I’ve spent a bit of time trying to get a better understanding of the main reasons for this deal and the key benefits expected by Google. This is a brief summary of the main things I found:
- Patents! (part 1) – Motorola has a portfolio of 17,000 patents which Google will now be able to license to other Android users like HTC and Sony. In addition, Motorola has 7,500 pending patents. This newly acquired patent portfolio could help Google in significantly expanding (and protecting) the capabilities of its Android platform.

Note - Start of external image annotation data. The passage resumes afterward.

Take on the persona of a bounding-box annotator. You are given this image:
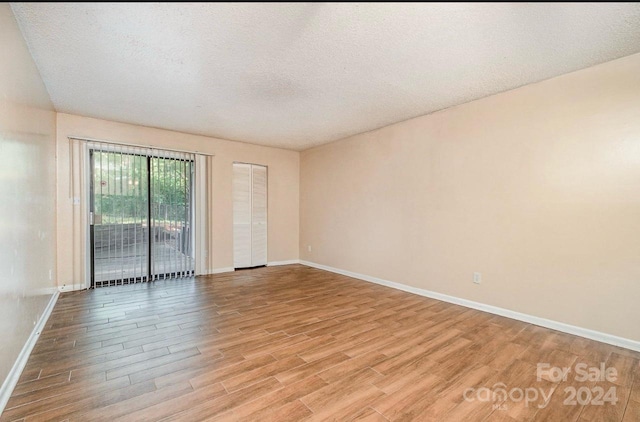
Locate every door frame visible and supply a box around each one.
[85,141,195,289]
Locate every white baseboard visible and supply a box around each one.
[205,267,236,275]
[267,259,300,267]
[0,291,60,415]
[300,260,640,352]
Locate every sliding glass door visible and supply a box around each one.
[89,145,194,287]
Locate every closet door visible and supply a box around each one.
[233,163,252,268]
[251,165,267,267]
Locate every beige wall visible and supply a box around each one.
[300,55,640,340]
[57,113,300,286]
[0,3,56,390]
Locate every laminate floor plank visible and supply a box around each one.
[0,265,640,422]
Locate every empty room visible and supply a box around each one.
[0,3,640,422]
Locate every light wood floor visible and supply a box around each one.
[0,265,640,422]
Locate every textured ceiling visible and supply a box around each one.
[12,3,640,150]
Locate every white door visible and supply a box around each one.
[233,163,267,268]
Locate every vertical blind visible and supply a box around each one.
[88,142,195,287]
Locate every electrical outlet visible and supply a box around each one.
[473,273,482,284]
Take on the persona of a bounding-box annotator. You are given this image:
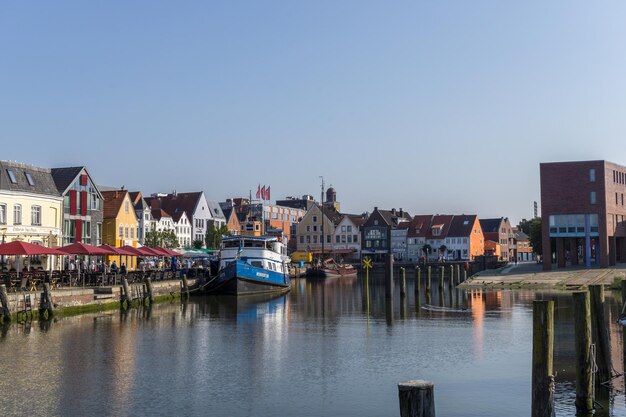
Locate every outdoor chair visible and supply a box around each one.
[20,276,28,292]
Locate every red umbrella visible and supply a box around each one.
[136,246,163,256]
[147,247,171,256]
[154,246,182,256]
[0,240,67,256]
[118,245,145,256]
[58,243,109,256]
[98,245,137,256]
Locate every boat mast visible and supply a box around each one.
[320,175,324,263]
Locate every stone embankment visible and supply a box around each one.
[1,278,196,315]
[460,263,626,290]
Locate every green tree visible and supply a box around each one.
[204,224,230,249]
[144,229,178,249]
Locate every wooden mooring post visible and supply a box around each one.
[572,291,593,414]
[531,300,554,417]
[39,282,54,319]
[438,266,445,292]
[589,285,611,388]
[144,278,154,305]
[181,274,189,298]
[398,380,435,417]
[120,277,131,310]
[385,253,393,298]
[0,284,11,323]
[415,266,422,298]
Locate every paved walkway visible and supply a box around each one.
[461,262,626,290]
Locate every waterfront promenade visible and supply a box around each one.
[461,262,626,290]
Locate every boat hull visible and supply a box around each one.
[204,261,291,295]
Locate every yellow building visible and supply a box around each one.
[0,161,63,269]
[102,190,139,271]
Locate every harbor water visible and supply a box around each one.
[0,273,626,417]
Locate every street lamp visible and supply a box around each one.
[0,227,7,272]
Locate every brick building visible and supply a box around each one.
[540,161,626,270]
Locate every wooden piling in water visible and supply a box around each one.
[181,274,189,298]
[573,291,593,414]
[531,300,554,417]
[39,282,54,318]
[0,284,11,323]
[438,266,444,297]
[415,266,422,298]
[120,277,131,310]
[144,278,154,305]
[385,253,393,298]
[398,380,435,417]
[589,285,611,387]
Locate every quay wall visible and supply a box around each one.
[2,278,196,313]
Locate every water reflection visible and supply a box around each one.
[0,273,626,416]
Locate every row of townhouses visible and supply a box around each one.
[0,161,226,262]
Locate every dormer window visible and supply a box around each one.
[7,169,17,184]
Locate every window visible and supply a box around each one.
[96,223,102,245]
[13,204,22,224]
[30,206,41,226]
[7,169,17,184]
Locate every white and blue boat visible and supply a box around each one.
[204,236,291,295]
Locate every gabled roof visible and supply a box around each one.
[102,190,130,219]
[480,217,504,233]
[207,200,226,219]
[425,214,454,239]
[150,209,172,221]
[0,161,60,197]
[407,214,433,237]
[448,214,478,237]
[50,167,84,194]
[146,191,203,222]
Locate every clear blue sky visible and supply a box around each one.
[0,0,626,222]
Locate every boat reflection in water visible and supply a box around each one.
[200,293,288,323]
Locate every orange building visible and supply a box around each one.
[102,190,139,271]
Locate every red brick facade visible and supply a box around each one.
[540,161,626,270]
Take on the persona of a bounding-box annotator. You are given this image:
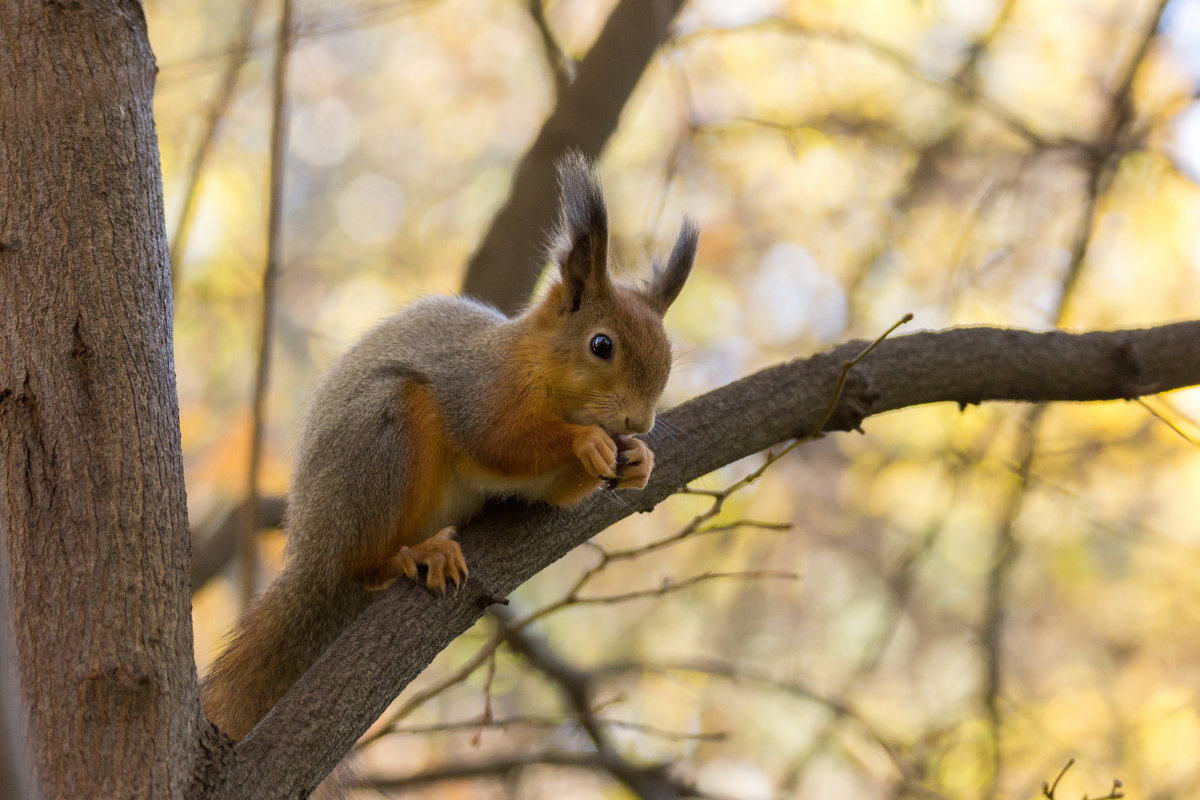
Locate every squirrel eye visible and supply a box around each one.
[592,333,612,361]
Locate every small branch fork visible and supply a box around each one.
[1042,758,1124,800]
[359,314,912,798]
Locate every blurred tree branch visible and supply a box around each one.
[463,0,683,312]
[206,321,1200,798]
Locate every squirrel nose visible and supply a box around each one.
[625,411,654,433]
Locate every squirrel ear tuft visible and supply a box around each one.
[550,150,608,312]
[642,217,700,314]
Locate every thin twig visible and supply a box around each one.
[239,0,292,604]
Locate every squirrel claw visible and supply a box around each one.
[610,437,654,489]
[572,425,617,480]
[396,525,467,595]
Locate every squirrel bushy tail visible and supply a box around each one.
[200,565,373,740]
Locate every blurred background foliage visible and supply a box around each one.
[154,0,1200,799]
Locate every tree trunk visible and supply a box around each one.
[0,0,200,798]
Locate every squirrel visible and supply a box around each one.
[200,152,698,740]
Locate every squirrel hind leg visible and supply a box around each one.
[367,525,467,595]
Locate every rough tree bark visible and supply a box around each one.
[462,0,683,313]
[0,0,200,798]
[0,0,1200,800]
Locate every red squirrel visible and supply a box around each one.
[200,154,698,740]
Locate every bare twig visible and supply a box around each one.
[169,0,260,291]
[238,0,292,604]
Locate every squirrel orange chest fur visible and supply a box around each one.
[384,367,572,551]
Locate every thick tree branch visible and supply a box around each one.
[208,320,1200,798]
[463,0,683,312]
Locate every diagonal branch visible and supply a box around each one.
[206,320,1200,799]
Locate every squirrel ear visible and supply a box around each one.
[642,217,700,314]
[551,150,608,312]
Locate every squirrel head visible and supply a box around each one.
[532,152,698,435]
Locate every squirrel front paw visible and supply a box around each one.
[571,425,617,479]
[608,437,654,489]
[395,525,467,595]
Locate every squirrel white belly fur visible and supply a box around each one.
[202,155,697,739]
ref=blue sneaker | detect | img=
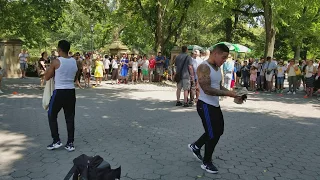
[64,142,76,152]
[188,144,202,162]
[201,162,218,174]
[47,141,63,150]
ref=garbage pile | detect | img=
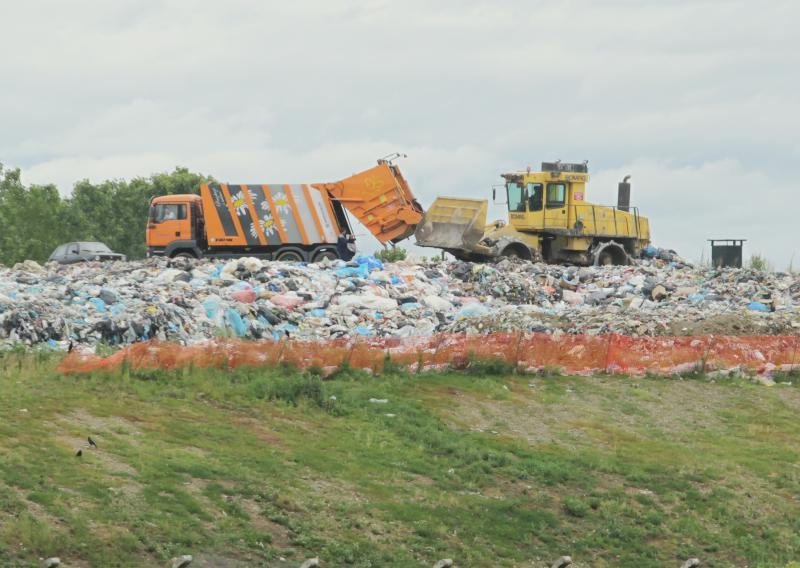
[0,255,800,349]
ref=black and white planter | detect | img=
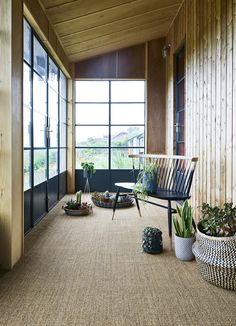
[142,227,163,254]
[174,234,195,261]
[193,228,236,291]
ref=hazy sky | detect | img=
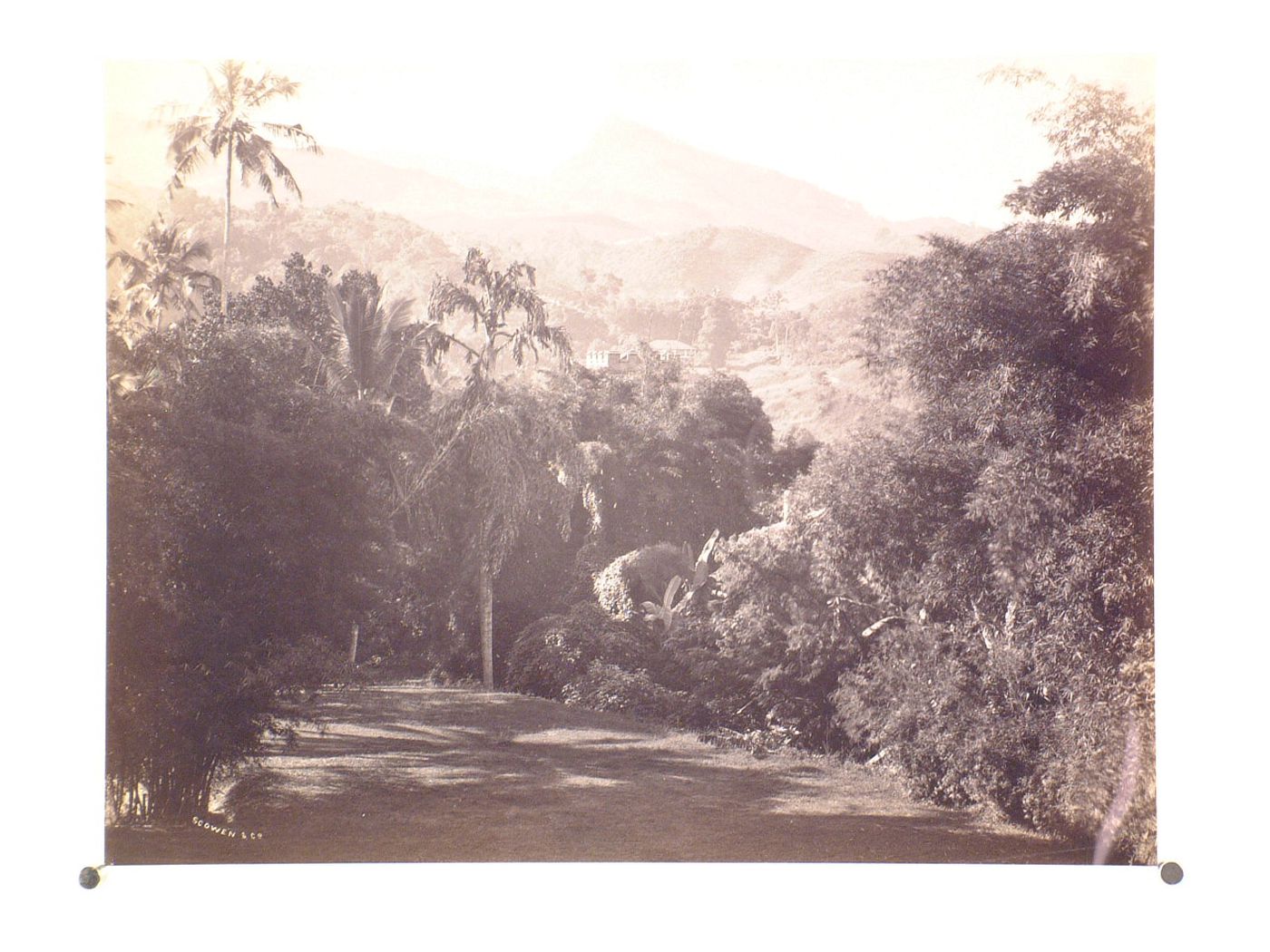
[105,56,1153,226]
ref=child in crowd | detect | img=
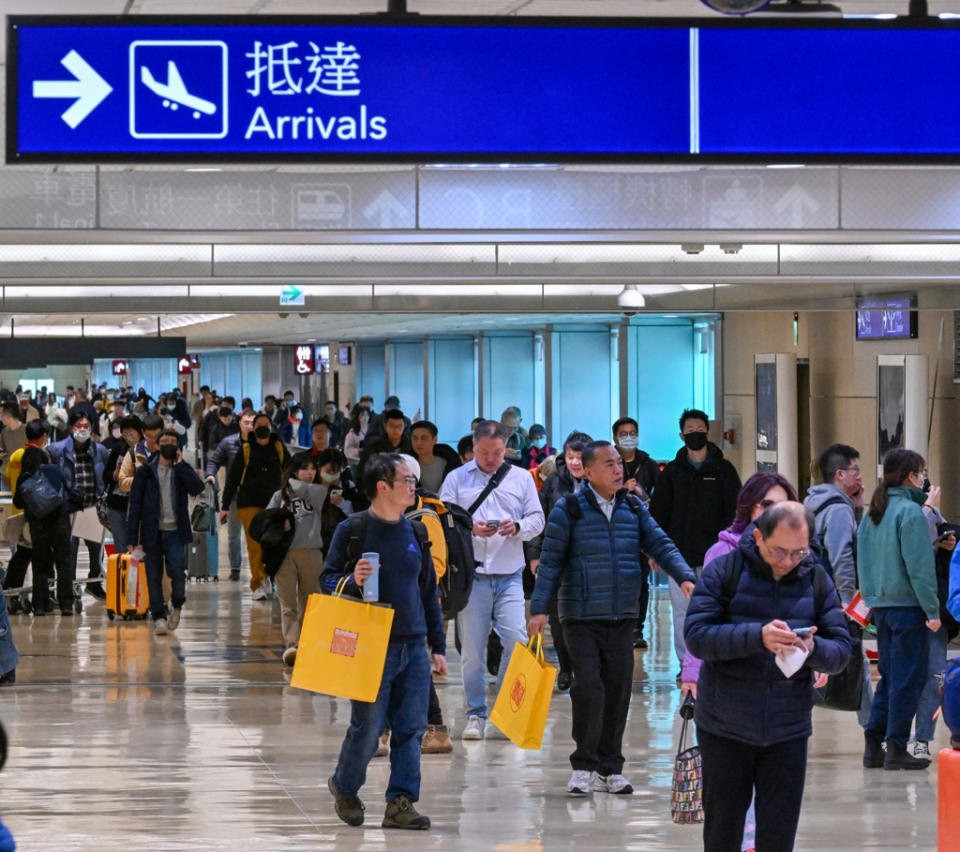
[267,452,327,666]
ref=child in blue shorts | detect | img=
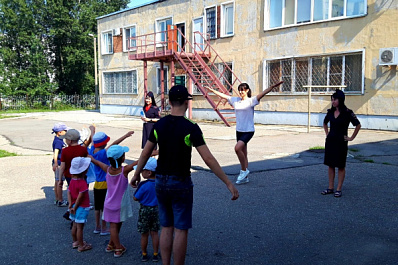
[133,157,160,262]
[68,157,92,252]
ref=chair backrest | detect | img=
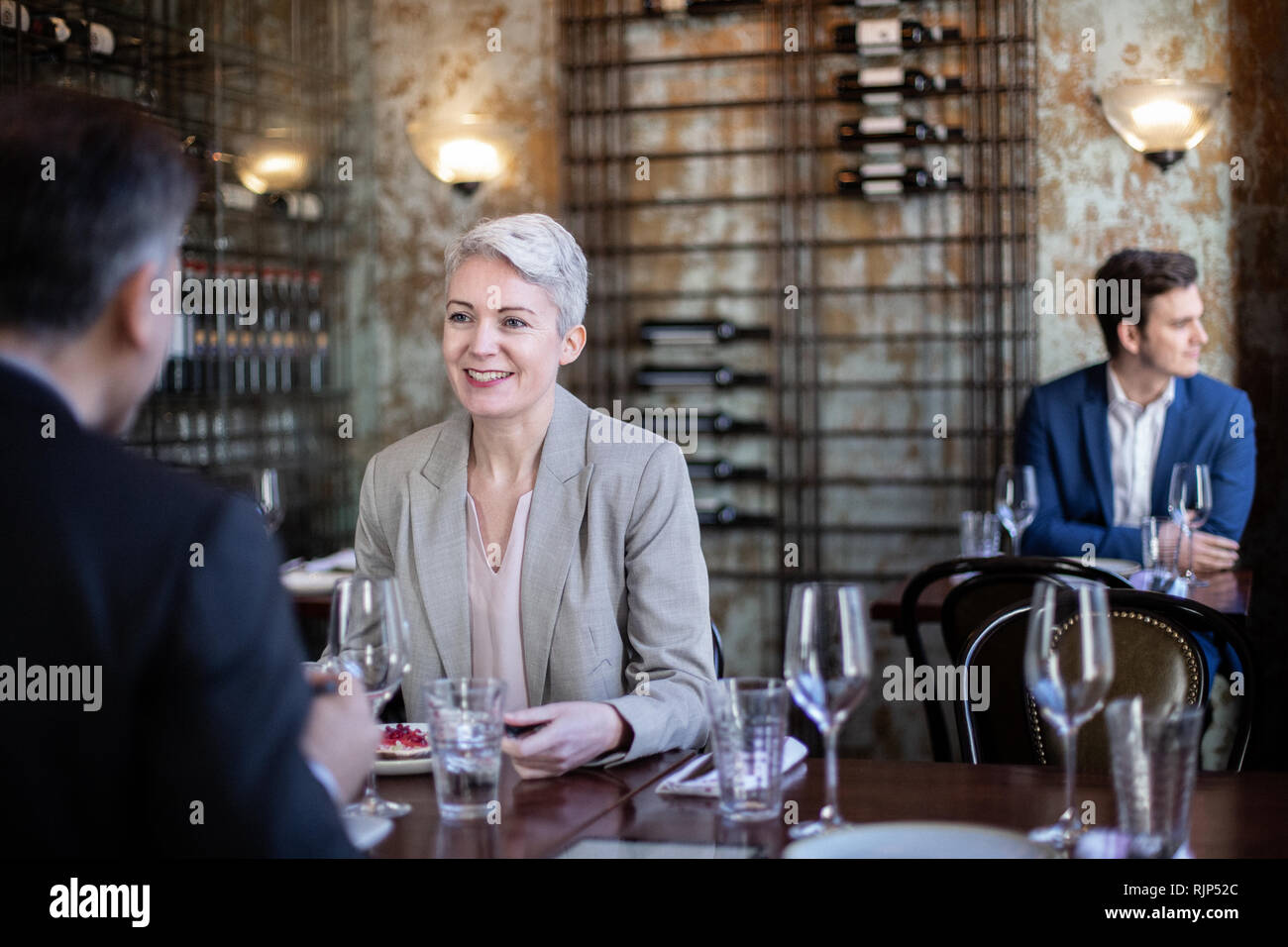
[711,621,724,681]
[957,588,1254,773]
[894,556,1130,762]
[939,573,1042,656]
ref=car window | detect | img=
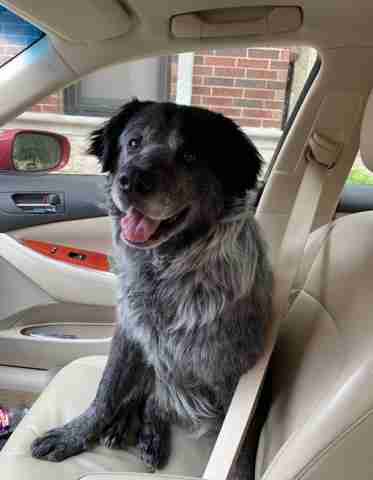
[0,47,317,174]
[0,6,44,67]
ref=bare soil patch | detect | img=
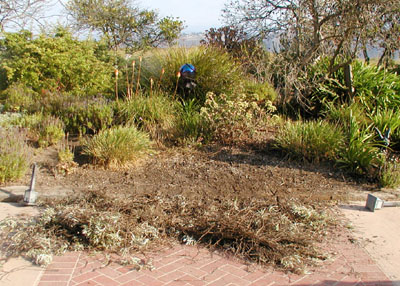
[7,146,400,271]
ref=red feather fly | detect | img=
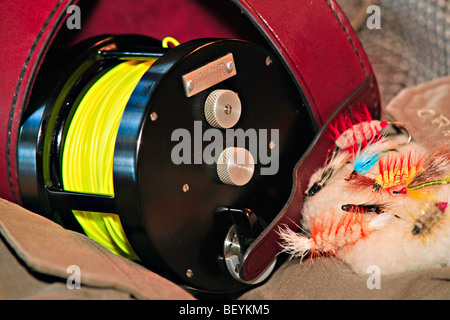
[279,211,391,260]
[327,106,388,153]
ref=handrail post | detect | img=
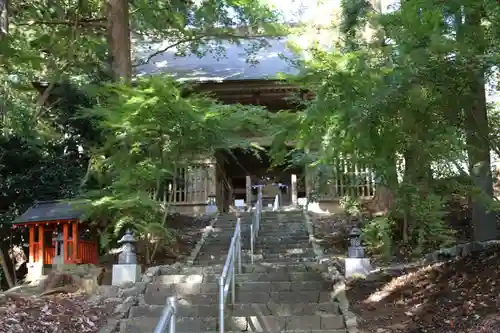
[250,223,257,264]
[231,256,236,305]
[219,276,224,333]
[167,296,177,333]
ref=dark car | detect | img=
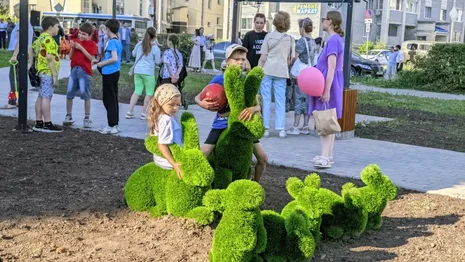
[350,53,384,77]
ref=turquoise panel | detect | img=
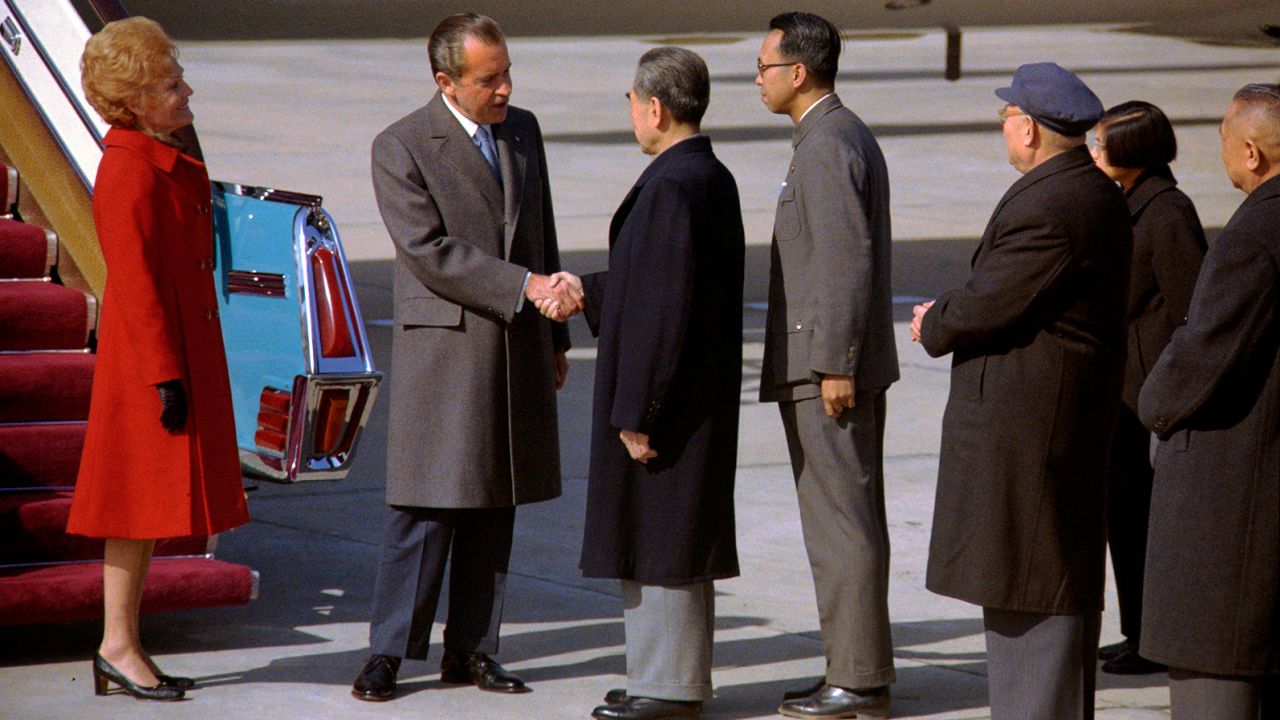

- Patents! (part 2) – Probably the most vital reason for this acquisition is the protection Motorola’s patent portfolio should offer Android against future legal action from the likes of Apple and Microsoft. Android has already been subjected to a multibillion dollar lawsuit by Oracle and is facing ‘indirect’ legal challenges through the complaints brought by Apple against Android device makers including HTC and Samsung. Having an extensive patent portfolio in place should help to better protect Android in future.
- New commercial channels to explore – Google will also gain a new and valuable channel into users’ living rooms through Motorola Mobility’s profitable set-top box business, which makes receivers for cable TV operators.
- Vertical integration – In an attempt to learn from the best (i.e. Apple) this acquisition is also meant as a way to integrate vertically, with Google hoping to “supercharge” its future Android releases through seamlessly merging its hardware and software.